The great @mathjem recently took advantage of snowy weather to post this question:

On the one hand, it’s quite nice: using the weather and a popular culture reference to set a question on a semi-realistic topic. On the other, I have problems with it.

Let’s brush aside ‘percentage rate’ - it’s not a term I recognise, but I can work out from the context that the same percentage of snowman melts in every time period, so it’ll be a compound interest/geometric series problem. In an ideal world, that wording would be a little clearer.

The real problem is, percentage of what? According to @mathsjem, it’s the height - but that’s certainly not the way I’d interpret it.

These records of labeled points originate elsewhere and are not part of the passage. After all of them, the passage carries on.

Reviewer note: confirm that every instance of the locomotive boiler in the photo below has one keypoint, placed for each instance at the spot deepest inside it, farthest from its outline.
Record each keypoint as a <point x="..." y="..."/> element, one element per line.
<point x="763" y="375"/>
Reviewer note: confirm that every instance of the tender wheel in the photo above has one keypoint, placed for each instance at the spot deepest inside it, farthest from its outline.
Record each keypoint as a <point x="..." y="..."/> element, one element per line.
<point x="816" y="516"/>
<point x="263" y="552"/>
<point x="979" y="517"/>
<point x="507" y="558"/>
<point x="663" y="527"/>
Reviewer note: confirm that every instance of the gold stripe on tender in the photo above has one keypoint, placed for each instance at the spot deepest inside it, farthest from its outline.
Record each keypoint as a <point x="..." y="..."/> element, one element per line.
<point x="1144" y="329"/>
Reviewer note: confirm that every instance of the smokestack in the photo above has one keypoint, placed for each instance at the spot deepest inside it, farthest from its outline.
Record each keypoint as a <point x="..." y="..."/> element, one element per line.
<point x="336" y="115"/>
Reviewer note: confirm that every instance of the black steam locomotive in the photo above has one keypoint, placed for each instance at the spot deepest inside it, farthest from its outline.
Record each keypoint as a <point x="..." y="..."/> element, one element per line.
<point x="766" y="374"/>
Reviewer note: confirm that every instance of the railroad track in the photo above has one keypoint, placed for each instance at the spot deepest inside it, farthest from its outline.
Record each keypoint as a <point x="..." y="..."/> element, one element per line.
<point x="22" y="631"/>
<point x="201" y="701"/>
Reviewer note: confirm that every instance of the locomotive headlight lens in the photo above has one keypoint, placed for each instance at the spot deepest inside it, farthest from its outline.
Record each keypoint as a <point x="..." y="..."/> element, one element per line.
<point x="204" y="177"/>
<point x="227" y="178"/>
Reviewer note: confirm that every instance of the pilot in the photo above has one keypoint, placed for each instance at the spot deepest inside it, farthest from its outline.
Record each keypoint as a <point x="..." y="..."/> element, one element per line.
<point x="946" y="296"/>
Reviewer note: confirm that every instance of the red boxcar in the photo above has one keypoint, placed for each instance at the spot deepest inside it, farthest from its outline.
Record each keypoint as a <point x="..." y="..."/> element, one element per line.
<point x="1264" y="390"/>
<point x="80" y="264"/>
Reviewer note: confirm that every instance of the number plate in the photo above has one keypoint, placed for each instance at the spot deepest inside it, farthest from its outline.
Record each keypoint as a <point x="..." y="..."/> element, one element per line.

If we’re talking about the percentage of snowman melting, you would need the volume (I’d measure melting in $\text{cm}^3\text{h}^{-1}$, myself, not centimetres per hour.) If you’re talking about physical reality, I’d expect the melting rate to vary with the surface area rather than either height or volume.

I’m assured that none of these issues have ever come up in class, but I’m not especially reassured to hear that: I think students should be questioning ambiguous questions, or else they’re likely to end up averaging goats ((I don’t have the reference to hand, but the experiment asked students something like “You have 128 goats in four pens – how old is the goatherd?”; many students diligently worked out $128÷4=32$ and confidently asserted that was the goatherd’s age.)).

Don’t get me wrong, though, there are times for ambiguous questions, and the discussion thereof can be extremely useful - if only as a riposte to the endless complaints of “I don’t like the way they write the questions.”